Shasha Zou directs the session and discussion on the modeling and measurement of ionosphere upflow to outflow process. In her introduction she identifies the Bob Strangeway et al, 2005 flow chart as a useful starting place for a discussion on the outflow processes from the ionosphere. The question on what drives upflow to outflow and is it multiple processes for different regions of the polar ionosphere: Joule dissipation (ion scale height), electron heating (scale height), kinetic flow processes (non-Maxwellian flow), and/or wave-particle heating. Defining the ionospheric boundary may be very important for outflow modeling and GPS TEC can provide important structure definition of the polar conditions during storms. The main questions for this session on the ionospheric boundary definition for the upflow and outflow of ionospheric plasma are:

  • What are the energization processes?
  • How influential is the spatial and temporal structuring of the ionosphere?
  • What are the differences over the ranging seasonal and solar conditions?

    Roger Varney (SRI) (invited speaker) presents on “Areas for Improvement in Ion Outflow Modeling.” He identifies a number of effects that need to be defined within the models to obtain realistic ion outflow for M-I coupling. Neutral winds (vertical winds) within the Cusp regions can lift the ionosphere dramatically to initiate ion upflow. The elevated neutral densities from soft precipitation in the cusp can cause a vertical lift of ~150 m/s. These are non-hydrostatic flows, but the models stop at 600km. There is a need for kinetic exosphere models.
    Ion energization through wave-particle interactions is poorly defined but very important. The temperature anisotropy (Tperp/Tpar = 5) is a source of free energy for instabilities. Candidates for wave-particle interactions are numerous: Landau resonance with BBELF waves, Landau resonance with EMIC waves, others. Altitude of energization (W-P) is the big question [Bouhram et al. 2004; Barghouthi et al. 1997, 1998; Retterer et al. 1987]. SCIFER sees energization at 1200 km and higher, SERSIO sees it at 520-780 km in cusp, AMICIST sees ELF heating at 880km.
    In the cusp and auroral region it might be important to handle the parallel E fields in a self-consistent treatment of high latitude electric fields. These may be important for collisionless plasmas. Generally the Knight relation for e acceleration for regions of upward current is used within models.

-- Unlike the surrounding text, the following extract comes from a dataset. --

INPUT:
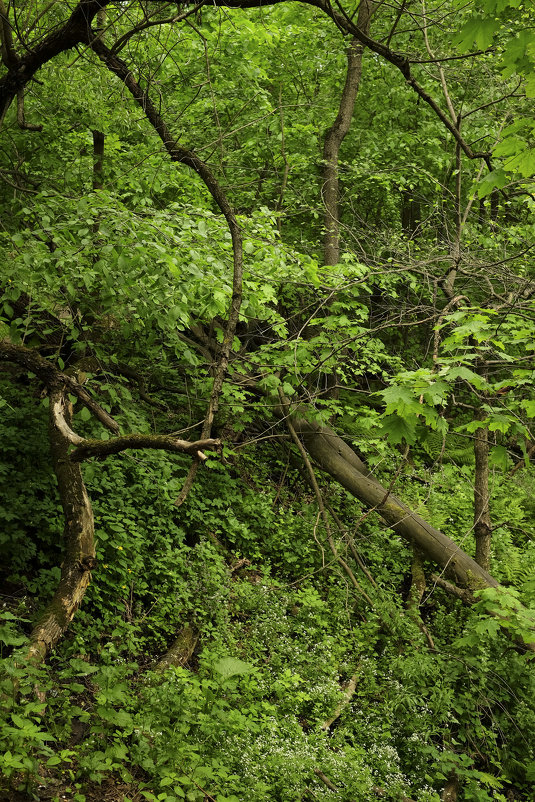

    Comments to Roger Varney’s talk:
  • Peterson: Kinetic models needed to reproduce wave-particle interactions. One-D Vlasov equation model by Bob Ergun UC Boulder may help.
  • Kitamura: Size of heating region may be limited in altitude, horizontal region, and in time. Thus, models need dynamic parameterization or fundamental model to provide best results.

    George Khazanov (NASA/GSFC) presents a invited talk entitled “Kinetic modeling is a Must”. The M-I system is a complicated system with important differences in the altitude ranges: Collisional (100 to 1000km), semi-collisional (1000 to 2500km), and collisionless (2500 up). Fokker-Planck code is important for ion outflow (Khazanov and Liemohn, 1997-2000). Kinetic model of H+ and O+ is necessary with at least Maxwellian e with super thermal electrons added.

    Shunrong Zhang (Millstone Hill Radar) gives an overview of ISR capability. The ISRs can see plasma upflow at ~400km during disturbed conditions. Madrigal CEDAR website is open to explore these data.

    Bruce Fritz (U. of New Hampshire) reviews the potential science of the RENU2 rocket flight. It measures neutral upwelling in cusp region, N2+ emissions for plasma flow, indicates that Alfven waves drive electron precipitation.

    Doug Roland reviews the potential science of VISION rockets

    W.K. (Bill) Peterson (LaSP) reviews the status of the ePOP experiment. The satellite has been spin stabilized. It carries a radio receiver, GPS instruments, ion mass spectrometer, scintillation monitor, and a magnetometer. The mass spectrometer measures thermal ion energy range from 1 to 10 V. It sees N+ and O+ and Low flux of NO+ and O2+. Currently only quantitative estimates of outflow distributions can be generated. The data is limited to 5-minute passes a day over US (composition, velocity, energy). Input is requested to define measurement period to optimize science.